Pada tahun 2018, keadaan darurat nasional yang diberlakukan setelah upaya kudeta pada tahun 2016 diberlakukan hingga sesaat sebelum pemilu, yang menurut OSCE membatasi media dan kebebasan berkumpul dan berekspresi.

Erdogan telah meningkatkan penampilan publiknya, yang kini diikuti oleh sebagian besar saluran TV, dan menggunakan tugas resminya untuk menyerang saingannya. Ketika dia menghadiri upacara pada hari Jumat Idul Fitri bulan lalu untuk merayakan renovasi Masjid Biru Istanbul, dia menuduh oposisi “berkolaborasi dengan kelompok teroris”.

Malam sebelumnya, pimpinan empat partai politik yang berafiliasi dengan AKP hadir dalam acara peluncuran pengiriman gas alam Laut Hitam, meski tidak ada satupun yang memegang jabatan di pemerintahan.

Proyek besar lainnya yang diluncurkan menjelang pemungutan suara termasuk reaktor tenaga nuklir pertama Turki yang dibangun oleh Rosatom, perusahaan energi nuklir milik negara Rusia, dan berbagai pengembangan pertahanan.

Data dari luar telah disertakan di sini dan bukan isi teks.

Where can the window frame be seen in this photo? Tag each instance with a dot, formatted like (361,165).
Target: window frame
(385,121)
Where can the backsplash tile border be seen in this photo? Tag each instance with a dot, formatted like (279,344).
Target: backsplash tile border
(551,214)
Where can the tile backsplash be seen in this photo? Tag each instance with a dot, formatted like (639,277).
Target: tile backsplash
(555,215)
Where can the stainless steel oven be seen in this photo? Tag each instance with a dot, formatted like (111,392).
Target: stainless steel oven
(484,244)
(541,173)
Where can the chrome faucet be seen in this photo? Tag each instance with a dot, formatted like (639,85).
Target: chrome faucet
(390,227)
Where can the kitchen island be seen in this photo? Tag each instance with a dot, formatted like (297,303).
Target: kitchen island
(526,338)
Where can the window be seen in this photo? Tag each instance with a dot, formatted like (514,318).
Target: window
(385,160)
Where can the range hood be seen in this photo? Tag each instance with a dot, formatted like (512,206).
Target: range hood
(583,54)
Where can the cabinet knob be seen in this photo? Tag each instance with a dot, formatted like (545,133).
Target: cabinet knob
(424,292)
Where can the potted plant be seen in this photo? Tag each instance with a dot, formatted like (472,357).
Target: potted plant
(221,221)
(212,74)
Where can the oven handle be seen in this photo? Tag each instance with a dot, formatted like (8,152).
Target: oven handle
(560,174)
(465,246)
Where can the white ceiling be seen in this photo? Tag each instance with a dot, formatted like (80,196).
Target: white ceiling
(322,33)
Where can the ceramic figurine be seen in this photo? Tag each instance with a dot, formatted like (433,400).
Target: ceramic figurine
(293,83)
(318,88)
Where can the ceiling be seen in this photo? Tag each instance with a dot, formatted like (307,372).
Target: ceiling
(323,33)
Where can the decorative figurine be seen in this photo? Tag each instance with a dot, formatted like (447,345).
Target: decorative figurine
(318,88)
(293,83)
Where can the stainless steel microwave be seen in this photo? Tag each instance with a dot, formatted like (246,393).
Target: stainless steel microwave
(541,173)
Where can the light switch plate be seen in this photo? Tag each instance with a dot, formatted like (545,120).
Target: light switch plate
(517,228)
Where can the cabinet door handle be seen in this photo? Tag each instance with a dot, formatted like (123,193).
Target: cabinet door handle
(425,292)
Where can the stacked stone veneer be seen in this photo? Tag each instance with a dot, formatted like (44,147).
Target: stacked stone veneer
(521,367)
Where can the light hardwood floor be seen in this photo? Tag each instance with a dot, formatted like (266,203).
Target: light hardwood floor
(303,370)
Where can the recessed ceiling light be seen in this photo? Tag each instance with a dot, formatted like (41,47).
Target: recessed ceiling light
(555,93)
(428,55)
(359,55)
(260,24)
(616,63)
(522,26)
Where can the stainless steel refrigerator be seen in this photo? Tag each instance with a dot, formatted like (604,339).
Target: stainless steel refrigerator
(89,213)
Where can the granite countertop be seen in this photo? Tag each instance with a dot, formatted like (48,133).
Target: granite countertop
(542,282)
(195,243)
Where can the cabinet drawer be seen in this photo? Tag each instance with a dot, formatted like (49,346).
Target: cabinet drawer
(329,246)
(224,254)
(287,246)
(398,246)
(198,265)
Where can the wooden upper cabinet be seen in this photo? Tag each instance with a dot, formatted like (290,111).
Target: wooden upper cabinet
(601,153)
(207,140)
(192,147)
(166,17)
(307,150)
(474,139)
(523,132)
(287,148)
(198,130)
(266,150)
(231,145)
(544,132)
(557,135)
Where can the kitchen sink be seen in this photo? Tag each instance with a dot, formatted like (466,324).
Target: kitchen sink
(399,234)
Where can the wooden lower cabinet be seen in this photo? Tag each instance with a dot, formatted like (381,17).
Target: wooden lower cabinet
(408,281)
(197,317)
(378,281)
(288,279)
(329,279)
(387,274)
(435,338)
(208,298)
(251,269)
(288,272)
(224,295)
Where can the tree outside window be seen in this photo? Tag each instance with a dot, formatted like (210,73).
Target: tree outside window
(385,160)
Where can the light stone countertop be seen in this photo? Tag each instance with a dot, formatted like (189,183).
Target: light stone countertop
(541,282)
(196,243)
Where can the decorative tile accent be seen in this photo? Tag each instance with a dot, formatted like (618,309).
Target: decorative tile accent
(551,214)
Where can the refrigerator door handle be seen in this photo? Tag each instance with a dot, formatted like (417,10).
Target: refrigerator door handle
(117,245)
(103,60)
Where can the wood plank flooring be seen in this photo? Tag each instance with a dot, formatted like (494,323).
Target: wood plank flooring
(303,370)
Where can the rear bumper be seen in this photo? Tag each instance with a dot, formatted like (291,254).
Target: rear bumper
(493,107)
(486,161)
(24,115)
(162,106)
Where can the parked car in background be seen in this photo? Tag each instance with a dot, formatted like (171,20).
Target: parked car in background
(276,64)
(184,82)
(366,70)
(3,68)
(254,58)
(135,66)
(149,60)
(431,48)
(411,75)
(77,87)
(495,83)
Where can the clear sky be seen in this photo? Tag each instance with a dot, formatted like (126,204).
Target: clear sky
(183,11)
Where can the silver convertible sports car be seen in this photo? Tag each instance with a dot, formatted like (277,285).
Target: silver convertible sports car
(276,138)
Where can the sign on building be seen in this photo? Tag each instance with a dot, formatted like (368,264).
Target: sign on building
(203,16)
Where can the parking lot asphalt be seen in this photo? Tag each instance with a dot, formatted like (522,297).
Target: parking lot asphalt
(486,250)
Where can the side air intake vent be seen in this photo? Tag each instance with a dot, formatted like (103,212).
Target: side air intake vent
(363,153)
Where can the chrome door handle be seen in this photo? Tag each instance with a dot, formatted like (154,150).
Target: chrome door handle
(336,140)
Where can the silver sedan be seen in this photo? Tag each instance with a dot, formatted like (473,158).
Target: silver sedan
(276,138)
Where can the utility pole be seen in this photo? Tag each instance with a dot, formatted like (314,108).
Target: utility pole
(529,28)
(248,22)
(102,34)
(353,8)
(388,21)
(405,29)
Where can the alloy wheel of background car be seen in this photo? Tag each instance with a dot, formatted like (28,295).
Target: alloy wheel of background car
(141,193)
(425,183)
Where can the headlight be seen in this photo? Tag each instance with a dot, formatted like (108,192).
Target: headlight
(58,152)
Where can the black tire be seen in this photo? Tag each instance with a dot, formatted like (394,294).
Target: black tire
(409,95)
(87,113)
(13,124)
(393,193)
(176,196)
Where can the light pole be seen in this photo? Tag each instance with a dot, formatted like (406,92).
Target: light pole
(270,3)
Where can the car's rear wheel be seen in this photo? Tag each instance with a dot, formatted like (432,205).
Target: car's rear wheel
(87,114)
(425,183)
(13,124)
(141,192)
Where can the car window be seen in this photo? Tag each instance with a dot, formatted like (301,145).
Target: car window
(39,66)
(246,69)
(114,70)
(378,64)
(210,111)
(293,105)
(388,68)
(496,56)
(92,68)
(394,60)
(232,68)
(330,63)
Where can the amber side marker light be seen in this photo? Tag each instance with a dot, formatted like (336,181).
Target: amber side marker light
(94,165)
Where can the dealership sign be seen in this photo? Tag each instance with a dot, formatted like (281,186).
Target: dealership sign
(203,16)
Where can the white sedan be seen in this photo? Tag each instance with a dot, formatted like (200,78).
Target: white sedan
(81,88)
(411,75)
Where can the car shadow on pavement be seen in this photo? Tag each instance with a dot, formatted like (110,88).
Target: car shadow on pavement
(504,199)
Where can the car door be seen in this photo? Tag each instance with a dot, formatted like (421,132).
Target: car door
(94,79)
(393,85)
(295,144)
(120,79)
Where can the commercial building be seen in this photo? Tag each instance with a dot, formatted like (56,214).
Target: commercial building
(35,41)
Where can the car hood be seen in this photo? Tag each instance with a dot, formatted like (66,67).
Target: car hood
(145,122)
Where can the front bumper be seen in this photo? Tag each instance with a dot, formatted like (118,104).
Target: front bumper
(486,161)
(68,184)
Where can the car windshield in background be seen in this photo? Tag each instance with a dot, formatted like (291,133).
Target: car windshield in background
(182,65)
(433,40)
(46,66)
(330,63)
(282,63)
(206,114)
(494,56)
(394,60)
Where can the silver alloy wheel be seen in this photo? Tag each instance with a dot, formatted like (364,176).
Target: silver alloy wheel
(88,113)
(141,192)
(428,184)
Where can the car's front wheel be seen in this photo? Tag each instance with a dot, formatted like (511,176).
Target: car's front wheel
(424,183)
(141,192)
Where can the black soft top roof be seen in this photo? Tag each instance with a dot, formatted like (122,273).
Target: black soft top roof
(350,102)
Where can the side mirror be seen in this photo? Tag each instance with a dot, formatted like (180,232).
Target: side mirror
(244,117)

Kritikus juga menunjukkan adanya pembengkokan undang-undang pemilu yang memungkinkan menteri-menteri pemerintah untuk mencalonkan diri sebagai calon anggota parlemen sambil tetap menjabat, meskipun ada persyaratan hukum yang sebaliknya.

Sementara itu, dewan pemilihan umum sebelumnya mendapat kritik karena berpihak pada keberatan AKP dalam pemilu.

Dalam pemilu lokal tahun 2019, kandidat walikota dari pihak oposisi yang menang untuk Istanbul terpaksa harus maju ke putaran kedua setelah AKP mengeluhkan adanya penyimpangan dalam pemungutan suara. Hasil perolehan suara DPRD kabupaten dan kota yang dikumpulkan dalam kotak yang sama dan menguntungkan AKP tidak dipermasalahkan.

Adem Sozuer dari fakultas hukum Universitas Istanbul mengatakan kepada surat kabar oposisi Cumhuriyet bahwa para pemilih telah kehilangan kepercayaan pada otoritas pemilu. “Ada kecurigaan luas di sebagian besar masyarakat bahwa pemilu akan dicurangi,” katanya.